Выпили и поехали все к отслужившим старшинам, там выпили и пустились к новым, только что выбранным старшинам, у них тоже попили и, покачиваясь из стороны в сторону, разъехались по домам.
Наутро герои праздника с больными головами поехали принимать присягу на верность и честность службы… «Даже не щадя живота своего», — повторяли они за священником, держа правую руку кверху и разогнув два пальца. После присяги представились директору таможни и градоначальнику с покорнейшей просьбой не отказаться откушать хлеба-соли, как водилось и в старые, дескать, годы тем же порядком.
Опять обед торжественный с шампанским, спичами, цветами и проч. и проч.
Через несколько дней новые старшины назначают собрание. Опять Осипов бегает по домам купцов. Собрались купцы.
— Вот теперь, господа, — говорит новый старшина Петр Федорович, понюхивая табачок, — нужно назначить цифру, какую брать с вывозимых ящиков… я насчет добровольной складки говорю…
Публика молчит. Слышатся тайные вздохи.
— То есть, видите ли, оно конечно, как и прежде, и в старые годы водилось, тоже, значит, каждый раз составляли, примерно, заранее подписку, что вот так и так, на текущий расход обязываемся в добровольную складку вносить по такой-то сумме с каждого ящика.

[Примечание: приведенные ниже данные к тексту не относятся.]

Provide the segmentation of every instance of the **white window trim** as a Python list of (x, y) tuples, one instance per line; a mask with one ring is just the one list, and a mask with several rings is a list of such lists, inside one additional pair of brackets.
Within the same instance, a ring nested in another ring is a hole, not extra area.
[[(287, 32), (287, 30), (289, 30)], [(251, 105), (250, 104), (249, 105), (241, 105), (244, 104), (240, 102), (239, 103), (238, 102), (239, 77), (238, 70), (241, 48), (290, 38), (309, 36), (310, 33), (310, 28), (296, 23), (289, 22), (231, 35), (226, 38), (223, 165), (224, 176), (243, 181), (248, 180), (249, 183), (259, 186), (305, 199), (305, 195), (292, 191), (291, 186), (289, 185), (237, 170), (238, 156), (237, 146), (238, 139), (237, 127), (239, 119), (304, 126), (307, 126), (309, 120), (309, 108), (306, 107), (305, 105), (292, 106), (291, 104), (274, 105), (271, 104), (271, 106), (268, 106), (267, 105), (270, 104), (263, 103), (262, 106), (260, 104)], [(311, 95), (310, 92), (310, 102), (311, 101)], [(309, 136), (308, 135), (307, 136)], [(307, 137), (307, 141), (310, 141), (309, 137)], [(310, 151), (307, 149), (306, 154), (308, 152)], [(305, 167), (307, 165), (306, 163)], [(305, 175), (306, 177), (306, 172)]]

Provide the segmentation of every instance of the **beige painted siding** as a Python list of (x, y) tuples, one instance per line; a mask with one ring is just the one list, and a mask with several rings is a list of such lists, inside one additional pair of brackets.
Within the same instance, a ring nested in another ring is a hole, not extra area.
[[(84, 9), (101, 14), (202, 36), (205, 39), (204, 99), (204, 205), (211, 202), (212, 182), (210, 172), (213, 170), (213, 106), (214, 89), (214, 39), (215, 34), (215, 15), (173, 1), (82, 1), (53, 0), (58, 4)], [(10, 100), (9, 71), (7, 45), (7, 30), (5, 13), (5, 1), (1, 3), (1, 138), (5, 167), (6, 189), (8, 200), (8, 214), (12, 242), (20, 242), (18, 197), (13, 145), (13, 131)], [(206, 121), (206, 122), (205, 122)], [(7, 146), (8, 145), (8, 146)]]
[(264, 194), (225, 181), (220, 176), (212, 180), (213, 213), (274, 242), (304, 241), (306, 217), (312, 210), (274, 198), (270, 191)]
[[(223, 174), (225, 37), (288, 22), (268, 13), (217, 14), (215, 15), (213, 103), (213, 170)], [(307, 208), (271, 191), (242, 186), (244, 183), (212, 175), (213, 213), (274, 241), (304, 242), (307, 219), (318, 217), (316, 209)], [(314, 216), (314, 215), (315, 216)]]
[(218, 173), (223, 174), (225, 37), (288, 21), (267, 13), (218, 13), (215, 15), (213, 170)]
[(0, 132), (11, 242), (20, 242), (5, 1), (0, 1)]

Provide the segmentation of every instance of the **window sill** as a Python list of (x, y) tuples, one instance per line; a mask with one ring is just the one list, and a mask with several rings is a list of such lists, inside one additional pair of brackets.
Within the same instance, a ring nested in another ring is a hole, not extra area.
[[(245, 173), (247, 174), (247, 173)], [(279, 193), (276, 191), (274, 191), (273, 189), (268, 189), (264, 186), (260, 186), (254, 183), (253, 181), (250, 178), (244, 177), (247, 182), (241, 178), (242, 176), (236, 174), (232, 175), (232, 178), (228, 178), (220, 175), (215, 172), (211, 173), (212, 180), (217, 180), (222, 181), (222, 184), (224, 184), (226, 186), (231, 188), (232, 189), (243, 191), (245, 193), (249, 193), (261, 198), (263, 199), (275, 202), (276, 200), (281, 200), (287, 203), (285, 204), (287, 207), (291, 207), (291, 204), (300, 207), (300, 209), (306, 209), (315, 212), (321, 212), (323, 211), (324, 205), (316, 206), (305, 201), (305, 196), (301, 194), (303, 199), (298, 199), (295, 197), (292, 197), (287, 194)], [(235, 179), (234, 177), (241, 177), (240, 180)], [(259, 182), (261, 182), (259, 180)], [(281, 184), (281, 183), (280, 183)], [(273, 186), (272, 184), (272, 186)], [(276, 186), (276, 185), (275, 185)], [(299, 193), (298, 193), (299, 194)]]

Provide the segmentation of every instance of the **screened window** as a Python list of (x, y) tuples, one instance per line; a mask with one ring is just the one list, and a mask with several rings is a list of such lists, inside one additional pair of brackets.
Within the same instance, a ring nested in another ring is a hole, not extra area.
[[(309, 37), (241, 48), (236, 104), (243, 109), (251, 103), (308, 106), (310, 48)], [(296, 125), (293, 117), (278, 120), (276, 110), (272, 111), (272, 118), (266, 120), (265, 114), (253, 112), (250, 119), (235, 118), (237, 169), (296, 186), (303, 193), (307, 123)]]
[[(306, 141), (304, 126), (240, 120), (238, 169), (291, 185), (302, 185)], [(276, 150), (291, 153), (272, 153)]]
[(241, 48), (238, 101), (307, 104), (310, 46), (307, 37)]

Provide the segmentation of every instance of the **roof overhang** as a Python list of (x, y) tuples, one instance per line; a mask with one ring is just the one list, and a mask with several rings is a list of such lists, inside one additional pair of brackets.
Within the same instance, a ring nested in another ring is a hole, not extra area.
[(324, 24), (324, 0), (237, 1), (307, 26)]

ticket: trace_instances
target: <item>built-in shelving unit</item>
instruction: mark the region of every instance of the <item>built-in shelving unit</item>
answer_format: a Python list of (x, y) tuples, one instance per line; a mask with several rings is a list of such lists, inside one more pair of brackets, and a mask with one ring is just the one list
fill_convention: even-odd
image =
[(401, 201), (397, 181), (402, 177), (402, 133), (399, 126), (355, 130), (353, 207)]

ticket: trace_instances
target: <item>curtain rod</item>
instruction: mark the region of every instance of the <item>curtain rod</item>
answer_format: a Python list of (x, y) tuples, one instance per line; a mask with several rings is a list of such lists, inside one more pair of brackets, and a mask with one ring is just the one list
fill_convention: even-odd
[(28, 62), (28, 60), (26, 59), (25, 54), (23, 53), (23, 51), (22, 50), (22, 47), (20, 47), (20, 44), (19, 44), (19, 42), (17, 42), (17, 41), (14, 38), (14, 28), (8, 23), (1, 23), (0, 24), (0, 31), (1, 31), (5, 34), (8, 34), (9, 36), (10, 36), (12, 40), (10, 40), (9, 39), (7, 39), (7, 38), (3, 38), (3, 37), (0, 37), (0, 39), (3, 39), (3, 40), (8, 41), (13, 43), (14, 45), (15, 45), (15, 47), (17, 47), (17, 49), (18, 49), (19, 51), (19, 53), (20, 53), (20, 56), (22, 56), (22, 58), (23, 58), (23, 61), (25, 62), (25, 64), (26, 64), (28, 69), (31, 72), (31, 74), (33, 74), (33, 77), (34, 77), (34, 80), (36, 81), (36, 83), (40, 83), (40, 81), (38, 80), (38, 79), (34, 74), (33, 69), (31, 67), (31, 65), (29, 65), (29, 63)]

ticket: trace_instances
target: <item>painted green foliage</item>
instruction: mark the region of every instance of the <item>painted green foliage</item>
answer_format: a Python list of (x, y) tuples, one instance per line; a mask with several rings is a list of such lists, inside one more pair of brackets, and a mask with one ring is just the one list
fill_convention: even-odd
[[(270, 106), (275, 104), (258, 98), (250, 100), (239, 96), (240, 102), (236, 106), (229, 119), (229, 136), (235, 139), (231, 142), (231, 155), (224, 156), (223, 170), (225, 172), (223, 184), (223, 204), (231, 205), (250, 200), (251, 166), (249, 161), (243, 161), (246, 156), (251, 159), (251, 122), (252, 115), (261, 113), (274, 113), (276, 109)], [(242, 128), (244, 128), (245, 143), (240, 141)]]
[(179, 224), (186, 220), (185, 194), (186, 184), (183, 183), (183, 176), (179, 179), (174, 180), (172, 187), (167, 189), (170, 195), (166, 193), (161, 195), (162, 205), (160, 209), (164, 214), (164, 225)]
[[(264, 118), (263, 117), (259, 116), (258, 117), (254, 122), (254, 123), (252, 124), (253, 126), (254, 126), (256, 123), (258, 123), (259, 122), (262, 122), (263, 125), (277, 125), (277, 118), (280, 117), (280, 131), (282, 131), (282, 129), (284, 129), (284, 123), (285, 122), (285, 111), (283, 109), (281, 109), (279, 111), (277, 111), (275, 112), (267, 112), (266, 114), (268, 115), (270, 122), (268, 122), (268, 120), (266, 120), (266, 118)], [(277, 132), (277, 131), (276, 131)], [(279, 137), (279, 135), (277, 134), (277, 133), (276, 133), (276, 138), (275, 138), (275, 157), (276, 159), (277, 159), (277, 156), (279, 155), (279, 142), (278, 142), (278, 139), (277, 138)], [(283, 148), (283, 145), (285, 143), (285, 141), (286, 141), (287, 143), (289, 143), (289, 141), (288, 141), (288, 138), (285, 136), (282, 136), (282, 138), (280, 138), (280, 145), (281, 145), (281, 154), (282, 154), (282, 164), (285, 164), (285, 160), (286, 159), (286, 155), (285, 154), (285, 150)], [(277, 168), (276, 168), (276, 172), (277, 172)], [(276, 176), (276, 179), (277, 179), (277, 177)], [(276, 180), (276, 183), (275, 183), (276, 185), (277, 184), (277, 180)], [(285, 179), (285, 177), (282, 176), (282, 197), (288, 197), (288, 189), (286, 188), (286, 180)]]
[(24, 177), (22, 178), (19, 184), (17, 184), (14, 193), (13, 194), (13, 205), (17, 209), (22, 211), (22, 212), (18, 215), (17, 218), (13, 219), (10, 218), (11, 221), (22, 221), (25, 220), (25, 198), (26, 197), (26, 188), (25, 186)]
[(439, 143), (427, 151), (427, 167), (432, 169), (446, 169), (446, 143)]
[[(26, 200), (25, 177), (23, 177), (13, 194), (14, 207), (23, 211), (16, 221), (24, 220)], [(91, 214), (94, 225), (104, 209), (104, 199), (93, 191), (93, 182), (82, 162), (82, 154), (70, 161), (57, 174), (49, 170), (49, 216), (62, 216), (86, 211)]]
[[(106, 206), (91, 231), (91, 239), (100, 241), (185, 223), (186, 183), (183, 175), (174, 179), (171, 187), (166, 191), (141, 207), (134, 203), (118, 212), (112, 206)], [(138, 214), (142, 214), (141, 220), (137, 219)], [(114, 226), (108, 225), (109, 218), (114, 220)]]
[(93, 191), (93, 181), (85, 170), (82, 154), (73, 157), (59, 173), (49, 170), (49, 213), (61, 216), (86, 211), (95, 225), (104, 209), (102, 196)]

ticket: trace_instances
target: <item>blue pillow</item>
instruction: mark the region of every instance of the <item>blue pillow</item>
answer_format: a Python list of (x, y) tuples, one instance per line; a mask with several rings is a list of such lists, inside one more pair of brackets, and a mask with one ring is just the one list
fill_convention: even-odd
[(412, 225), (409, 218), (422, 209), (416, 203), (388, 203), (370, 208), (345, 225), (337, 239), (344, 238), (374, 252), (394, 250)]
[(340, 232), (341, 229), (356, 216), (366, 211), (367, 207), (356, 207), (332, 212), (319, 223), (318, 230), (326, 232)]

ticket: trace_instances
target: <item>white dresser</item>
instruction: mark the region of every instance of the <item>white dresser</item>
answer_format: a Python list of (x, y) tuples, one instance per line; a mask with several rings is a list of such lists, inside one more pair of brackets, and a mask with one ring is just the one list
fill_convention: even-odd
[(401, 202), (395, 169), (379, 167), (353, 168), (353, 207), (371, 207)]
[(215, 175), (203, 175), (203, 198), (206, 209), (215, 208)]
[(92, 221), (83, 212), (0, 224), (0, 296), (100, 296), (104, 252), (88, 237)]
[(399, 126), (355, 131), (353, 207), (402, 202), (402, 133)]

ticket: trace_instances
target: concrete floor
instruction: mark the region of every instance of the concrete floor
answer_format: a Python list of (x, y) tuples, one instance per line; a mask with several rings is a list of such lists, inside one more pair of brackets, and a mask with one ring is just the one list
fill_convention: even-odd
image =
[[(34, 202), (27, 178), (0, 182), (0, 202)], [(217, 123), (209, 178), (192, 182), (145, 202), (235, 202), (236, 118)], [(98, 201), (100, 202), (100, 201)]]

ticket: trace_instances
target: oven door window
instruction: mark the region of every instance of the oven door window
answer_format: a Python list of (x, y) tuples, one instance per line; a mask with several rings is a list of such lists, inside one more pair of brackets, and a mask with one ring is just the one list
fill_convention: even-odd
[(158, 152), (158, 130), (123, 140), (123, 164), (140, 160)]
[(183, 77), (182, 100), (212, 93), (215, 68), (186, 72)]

Публика по-прежнему молчит. Петр Федорович еще понюхал и опять начал говорить, — как прежде, в старые годы, как недавно и проч… — Он был большой говорун, только бы слушатели были. Долго он толковал, понюхивая, пока не перебил его Андрей Яковлевич, самый набольший туз в кяхтинской слободе.
— Так что же, значит, акт, гг. старшины, приготовьте, — сказал он. — Я согласен прошлогоднюю цифру платить… Полагаю, что общество не откажется.
Публика все помалкивает.
— Так, значит, так же, как и в прошлом году, — говорит старшина, — акт следовательно приготовить… Господа! Как вы думаете? Вы согласны по старой цифре назначить складку?..
Молчание продолжается.
— Да вы, Петр Федорович, обойдите каждого поочередно и спросите, — говорит Андрей Яковлевич, искоса посматривая на общество.
— Вы согласны? — спрашивает Петр Федорович, подходя к одному из собравшихся.
— Согласен, — шепотом говорит тот, вставая на ноги.
— Вы согласны? — продолжает Петр Федорович, подходя к другому.
— Как будет Господу угодно, — со вздохом говорит другой, ничего не понимая, что кругом делается.
— Вы согласны? — спрашивает старшина далее.
— Как общество, — отделывается другой.
— Да общество согласно, — говорит Петр Федорович, щелкая пальцем по табакерке.
— Куда, значит, люди — туда и мы. Только я первый к акту подписываться ни за что не буду.
— Вы согласны?
— Гм… Гм… Как общество…
Каждый из отвечающих говорит шепотом, а почему — Господь их знает…
VII
Переспросил Петр Федорович всех поочередно и снова сел на стул. Начался спор, кому подписывать бумагу, и никто не решался подписаться первым; снова пришлось старшине ходить и поочередно упрашивать подписаться. Поднялся шум и спор страшный: каждый точно оробел чего-то и уперся.
— Да на что ее, эту складку, делать-то? — закричал вдруг один из купцов.
— На что в самом деле складку, братцы? — подхватили другие.
— Нет, как же, господа. Ведь без сбору тоже нельзя.
— Кто говорит! Без складки оно тоже как же можно — никак нельзя.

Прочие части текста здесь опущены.